い、いやいやいや、待て待て、こんなにもすんなり行くはずがない。
「天井のシミの数を数えている間に終わりますから、心配しないでっ」
『はい、ダウト』
急に俺の首筋が物凄い力で引っ張られ、それに合わせる様にポーラも別の方向へと引き離された。

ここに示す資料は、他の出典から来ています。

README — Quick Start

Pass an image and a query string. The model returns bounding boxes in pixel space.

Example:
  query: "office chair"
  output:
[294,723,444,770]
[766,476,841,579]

一瞬目をぱちくりとさせたポーラだったが、すぐさまその元凶に向かって声を上げる。
「ちょっとエリーちゃん! 今忙しいの! 後にしてっ!!」
『何が忙しいのよ! いや、それよりも何をしようとしてたのよ!』
「ああもうっ! ダリルをこのまま精霊正教国に行かせていいと思っているの!?」
『何を言ってるのあなたは。目的があるから行くだけじゃない』
すると、ポーラは若干目を細め、口元をひくつかせる。
「あ、あのね、精霊正教国にはどんな人々がいるのか知ってるでしょう!?」
『エルフよね?』
「そう、エルフよ! エルフがいっぱいいるのよ!! だとすれば、あなたも聞いたのならわかるでしょ?」
その言葉を聞き、ぱちくりと瞬きをして逡巡すると、次第にエリーの表情が険しくなっていく。
『……ちょっと待って、そう言う事?』
ポーラが頷き、二人して俺を見る。
何? どうしたんだ?
何が何だか理解できずに俺は焦る。
「はいダメ」
『ダメね』
息のあった呟き。
気がつけば、俺は再びポーラに腕を引っ張られていた。
「じゃあ、既成事実を作りましょう」
『こら色ボケ。寝言なんか言ってないで、さっさと宿舎に帰るわよ』
「……仕方ないですね」
「ま、待て、意味が解らん!」
「理解しなくても良いのです。これから対策を練る必要があるので、大人しく帰りますよ」
何故か二人は俺を引っ張り、気がついたら神殿宿舎へと送還させられた。
「酒場、行っちゃダメ?」
「ダメ」
『ダメ』
部屋にたどり着き、自分の自由を得るために尋ねるが、にべもなく断られる。
結局、神殿騎士に酒場を教えてもらう事はなく、何故か部屋に閉じ込められた。
しかも、なぜかエリーが出入口に腕を組んで立っている。
「何? 俺、監禁されてるの?」
『大人しくしてなさい』
何だか釈然としない。
「酒場行きたい……」
『ダメ』
……なんでよ。
「さ……」
『ダメ』
笑顔が怖いんですけど……。
何でダメなんだよ……。
何だかやるせない思いと、理不尽さを覚えながら、俺はベッドサイドに腰を掛け、大きくため息をつくのだった。